Convert Drop (drop) to Attoliter (aL) instantly.
About these units
Drop (drop)
The drop is one of the oldest fluid measures and originally referred simply to the amount of liquid that naturally forms at the end of a dripping vessel. Because drop size depends on viscosity, surface tension, temperature, and orifice size, early medicine found drops inconsistent and unreliable. Modern medicine and chemistry sometimes define a drop as 0.05 mL, but this is only a convention used for standardized droppers—real drops can vary significantly. Despite its imprecision, the drop survives in everyday language, aromatherapy, essential oils, and household instructions ("add a few drops").
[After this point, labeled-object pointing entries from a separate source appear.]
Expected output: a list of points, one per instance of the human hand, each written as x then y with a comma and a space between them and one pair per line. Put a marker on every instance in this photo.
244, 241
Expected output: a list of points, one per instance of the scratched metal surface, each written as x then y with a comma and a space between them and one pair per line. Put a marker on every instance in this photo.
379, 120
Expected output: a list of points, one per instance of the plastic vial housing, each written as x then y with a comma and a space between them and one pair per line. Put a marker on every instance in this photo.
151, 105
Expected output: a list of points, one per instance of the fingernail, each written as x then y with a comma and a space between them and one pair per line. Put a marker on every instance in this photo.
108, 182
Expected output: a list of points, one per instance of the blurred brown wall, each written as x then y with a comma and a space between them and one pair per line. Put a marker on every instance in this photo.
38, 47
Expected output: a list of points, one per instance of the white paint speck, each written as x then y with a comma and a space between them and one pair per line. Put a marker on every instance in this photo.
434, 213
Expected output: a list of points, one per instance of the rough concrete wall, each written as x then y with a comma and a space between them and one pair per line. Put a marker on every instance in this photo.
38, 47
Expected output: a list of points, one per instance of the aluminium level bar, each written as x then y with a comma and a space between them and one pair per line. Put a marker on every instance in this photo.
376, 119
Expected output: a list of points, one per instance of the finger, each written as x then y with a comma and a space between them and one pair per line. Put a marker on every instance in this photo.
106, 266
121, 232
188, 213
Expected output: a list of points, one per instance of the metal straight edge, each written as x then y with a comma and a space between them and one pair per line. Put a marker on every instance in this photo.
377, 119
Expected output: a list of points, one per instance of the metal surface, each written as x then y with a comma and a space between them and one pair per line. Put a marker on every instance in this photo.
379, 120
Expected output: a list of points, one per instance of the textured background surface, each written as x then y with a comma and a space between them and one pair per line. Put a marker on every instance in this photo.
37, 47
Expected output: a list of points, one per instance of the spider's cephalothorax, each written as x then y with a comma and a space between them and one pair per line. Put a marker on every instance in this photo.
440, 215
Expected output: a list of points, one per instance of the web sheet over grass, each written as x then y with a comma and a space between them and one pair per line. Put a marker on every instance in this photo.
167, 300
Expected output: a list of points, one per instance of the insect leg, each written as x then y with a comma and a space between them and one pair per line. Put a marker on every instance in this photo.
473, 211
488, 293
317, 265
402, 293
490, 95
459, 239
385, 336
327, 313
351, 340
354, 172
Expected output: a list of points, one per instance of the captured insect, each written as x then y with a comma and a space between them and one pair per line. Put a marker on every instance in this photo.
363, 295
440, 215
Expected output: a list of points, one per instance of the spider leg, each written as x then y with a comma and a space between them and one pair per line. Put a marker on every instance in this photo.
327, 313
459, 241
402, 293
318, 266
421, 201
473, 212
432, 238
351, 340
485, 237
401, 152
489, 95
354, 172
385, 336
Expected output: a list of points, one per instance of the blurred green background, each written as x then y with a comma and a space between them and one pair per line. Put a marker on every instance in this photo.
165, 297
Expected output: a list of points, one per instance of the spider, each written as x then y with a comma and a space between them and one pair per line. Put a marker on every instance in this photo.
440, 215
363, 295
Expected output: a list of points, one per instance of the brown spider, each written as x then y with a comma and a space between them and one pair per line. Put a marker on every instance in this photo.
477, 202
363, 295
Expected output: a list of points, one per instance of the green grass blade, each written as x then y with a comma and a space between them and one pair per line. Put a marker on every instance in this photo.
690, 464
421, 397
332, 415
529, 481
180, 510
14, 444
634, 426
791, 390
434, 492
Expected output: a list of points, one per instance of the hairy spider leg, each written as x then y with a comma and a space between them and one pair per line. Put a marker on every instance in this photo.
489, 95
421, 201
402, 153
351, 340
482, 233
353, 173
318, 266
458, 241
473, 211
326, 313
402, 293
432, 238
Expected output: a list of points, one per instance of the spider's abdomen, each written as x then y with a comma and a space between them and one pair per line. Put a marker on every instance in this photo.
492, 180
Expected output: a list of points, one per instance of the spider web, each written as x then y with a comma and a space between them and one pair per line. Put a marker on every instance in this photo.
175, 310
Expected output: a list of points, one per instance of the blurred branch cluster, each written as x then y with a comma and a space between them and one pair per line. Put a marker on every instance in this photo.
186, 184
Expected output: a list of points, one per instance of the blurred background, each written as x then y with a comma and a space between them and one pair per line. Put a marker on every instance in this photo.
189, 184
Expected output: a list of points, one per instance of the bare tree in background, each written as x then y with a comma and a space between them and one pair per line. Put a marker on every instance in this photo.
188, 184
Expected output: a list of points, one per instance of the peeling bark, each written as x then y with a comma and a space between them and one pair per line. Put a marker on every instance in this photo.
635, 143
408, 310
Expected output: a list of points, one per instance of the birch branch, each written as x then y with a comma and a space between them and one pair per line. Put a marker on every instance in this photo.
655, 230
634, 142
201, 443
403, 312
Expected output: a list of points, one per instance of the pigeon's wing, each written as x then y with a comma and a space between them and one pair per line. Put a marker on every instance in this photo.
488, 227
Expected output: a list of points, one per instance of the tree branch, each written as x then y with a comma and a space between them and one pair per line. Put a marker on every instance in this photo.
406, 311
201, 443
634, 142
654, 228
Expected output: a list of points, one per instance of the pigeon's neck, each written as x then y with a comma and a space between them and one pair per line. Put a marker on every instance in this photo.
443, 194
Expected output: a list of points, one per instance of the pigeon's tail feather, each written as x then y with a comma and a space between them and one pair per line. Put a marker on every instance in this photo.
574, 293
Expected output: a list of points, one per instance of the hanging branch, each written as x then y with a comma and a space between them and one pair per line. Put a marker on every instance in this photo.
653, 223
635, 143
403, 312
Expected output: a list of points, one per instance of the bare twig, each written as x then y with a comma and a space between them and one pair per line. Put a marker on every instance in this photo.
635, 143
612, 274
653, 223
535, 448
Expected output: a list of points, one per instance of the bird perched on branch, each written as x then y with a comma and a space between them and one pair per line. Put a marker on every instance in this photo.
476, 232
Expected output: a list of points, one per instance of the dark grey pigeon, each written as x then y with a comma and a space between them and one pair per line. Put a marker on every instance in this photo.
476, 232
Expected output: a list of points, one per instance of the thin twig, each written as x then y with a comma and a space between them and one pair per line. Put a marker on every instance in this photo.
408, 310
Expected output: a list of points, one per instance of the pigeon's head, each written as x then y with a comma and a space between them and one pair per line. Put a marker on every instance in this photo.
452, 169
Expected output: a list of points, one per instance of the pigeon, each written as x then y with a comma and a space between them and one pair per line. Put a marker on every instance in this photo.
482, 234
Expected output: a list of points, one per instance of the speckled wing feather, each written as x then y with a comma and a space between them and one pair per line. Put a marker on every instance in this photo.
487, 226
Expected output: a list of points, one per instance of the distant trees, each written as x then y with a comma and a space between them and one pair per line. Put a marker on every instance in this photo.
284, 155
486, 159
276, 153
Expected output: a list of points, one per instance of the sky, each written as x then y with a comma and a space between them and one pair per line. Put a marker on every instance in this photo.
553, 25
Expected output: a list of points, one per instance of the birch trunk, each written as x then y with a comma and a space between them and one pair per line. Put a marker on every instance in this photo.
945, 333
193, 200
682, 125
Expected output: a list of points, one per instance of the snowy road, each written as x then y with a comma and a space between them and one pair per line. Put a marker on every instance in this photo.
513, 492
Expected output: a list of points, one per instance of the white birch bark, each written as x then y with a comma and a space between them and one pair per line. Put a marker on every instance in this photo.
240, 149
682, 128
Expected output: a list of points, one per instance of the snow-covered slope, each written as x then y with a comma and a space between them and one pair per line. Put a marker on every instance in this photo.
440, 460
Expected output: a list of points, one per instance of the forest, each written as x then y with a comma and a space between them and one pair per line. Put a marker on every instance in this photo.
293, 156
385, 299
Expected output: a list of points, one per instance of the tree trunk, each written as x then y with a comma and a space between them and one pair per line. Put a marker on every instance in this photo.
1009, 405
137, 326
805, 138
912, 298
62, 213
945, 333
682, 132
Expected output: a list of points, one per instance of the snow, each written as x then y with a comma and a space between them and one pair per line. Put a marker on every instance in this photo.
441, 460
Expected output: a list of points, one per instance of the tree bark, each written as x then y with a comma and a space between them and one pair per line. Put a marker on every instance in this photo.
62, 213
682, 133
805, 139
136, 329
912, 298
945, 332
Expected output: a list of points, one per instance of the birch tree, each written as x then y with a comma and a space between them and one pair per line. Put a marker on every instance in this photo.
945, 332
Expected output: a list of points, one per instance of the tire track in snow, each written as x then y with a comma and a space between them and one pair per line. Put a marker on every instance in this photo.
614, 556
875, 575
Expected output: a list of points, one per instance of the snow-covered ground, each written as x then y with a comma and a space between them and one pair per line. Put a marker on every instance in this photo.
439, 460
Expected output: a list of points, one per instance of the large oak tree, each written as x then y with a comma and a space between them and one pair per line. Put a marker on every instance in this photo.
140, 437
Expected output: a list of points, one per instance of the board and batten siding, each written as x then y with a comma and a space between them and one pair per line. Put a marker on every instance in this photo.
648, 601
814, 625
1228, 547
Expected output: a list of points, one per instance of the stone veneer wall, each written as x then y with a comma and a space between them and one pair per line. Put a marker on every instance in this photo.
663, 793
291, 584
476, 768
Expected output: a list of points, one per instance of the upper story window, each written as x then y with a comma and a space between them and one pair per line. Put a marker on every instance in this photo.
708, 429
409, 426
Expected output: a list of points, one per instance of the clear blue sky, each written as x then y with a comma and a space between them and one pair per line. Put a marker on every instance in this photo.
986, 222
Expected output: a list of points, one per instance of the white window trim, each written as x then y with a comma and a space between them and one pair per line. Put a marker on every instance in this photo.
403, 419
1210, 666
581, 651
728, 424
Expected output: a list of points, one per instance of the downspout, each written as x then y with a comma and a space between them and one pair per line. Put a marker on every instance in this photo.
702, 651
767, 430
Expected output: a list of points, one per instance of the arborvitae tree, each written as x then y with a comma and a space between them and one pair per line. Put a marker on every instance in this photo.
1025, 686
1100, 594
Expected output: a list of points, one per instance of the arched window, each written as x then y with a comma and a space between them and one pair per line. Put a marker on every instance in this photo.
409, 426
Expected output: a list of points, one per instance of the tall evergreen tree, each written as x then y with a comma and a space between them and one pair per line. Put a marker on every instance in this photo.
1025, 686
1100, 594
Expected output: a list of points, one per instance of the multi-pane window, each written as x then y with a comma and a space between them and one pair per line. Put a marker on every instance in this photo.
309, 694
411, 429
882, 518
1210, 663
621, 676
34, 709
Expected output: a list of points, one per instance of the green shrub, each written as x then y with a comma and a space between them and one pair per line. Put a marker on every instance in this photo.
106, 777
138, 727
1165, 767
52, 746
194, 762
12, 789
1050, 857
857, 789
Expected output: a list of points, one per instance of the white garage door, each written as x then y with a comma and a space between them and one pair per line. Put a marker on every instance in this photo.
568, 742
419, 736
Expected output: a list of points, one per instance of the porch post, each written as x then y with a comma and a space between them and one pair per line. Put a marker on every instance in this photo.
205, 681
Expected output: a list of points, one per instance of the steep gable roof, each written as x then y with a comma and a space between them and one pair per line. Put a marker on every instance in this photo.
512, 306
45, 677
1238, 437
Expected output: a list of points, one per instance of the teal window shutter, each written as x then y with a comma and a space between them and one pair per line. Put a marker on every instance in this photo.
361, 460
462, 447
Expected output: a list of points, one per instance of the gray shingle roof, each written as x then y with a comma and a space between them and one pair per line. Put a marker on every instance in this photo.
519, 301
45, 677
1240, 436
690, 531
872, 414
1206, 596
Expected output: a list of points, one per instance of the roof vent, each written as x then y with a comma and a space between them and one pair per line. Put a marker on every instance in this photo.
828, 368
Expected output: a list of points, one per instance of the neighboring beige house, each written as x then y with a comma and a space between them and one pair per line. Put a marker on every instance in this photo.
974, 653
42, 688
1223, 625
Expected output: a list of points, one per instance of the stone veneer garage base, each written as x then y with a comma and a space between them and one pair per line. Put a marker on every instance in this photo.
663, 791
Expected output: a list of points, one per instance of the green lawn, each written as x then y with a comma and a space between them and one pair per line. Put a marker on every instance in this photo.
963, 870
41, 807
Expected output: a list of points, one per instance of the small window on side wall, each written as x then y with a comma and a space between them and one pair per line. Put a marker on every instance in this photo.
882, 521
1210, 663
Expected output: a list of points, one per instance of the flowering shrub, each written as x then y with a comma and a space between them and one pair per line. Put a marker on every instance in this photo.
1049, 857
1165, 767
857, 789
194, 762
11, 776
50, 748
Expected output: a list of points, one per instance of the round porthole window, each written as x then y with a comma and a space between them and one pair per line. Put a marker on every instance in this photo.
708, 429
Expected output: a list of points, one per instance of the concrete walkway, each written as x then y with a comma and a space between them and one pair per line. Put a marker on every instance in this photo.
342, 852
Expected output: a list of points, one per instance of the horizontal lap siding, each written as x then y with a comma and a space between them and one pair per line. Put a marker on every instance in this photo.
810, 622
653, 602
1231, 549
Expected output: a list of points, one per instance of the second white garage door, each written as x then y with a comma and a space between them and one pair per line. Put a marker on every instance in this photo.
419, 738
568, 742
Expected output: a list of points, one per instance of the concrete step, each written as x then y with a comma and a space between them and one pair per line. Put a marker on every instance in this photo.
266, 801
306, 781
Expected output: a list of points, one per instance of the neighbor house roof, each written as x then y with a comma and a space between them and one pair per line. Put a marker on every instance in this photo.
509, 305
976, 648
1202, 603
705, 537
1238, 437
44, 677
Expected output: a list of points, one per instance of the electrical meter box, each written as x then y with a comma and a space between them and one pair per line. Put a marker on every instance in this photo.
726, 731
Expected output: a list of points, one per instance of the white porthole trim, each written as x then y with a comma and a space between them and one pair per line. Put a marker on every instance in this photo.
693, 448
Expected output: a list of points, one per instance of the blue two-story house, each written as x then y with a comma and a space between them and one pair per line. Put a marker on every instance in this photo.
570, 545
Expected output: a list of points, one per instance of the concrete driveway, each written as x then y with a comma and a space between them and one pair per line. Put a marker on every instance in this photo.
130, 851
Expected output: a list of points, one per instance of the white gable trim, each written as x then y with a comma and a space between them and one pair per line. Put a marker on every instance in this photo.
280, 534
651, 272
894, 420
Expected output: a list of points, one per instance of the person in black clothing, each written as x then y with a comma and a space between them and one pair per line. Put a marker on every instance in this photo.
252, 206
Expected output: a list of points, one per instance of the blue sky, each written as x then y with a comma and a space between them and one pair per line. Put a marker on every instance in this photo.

It exemplifies humanity's earliest attempts to quantify small volumes before scientific instrumentation enabled precise micro-measurement.
Attoliter (aL)
An attoliter is a staggering 10⁻¹⁸ liters, placing it firmly in the realm of molecular and nanoscale science. This unimaginably small volume corresponds to spaces comparable to the inside of viruses, nanopores, or clusters of biomolecules. Cutting-edge technologies like nano-droplet reactors, atomic force microscopy, and high-precision spectroscopy rely on attoliters to describe reaction chambers or sample sizes. The attoliter is so small that even a single bacterial cell has a volume approximately one million attoliters. This makes the unit essential for exploring the physical limits of chemical reactions and biological processes.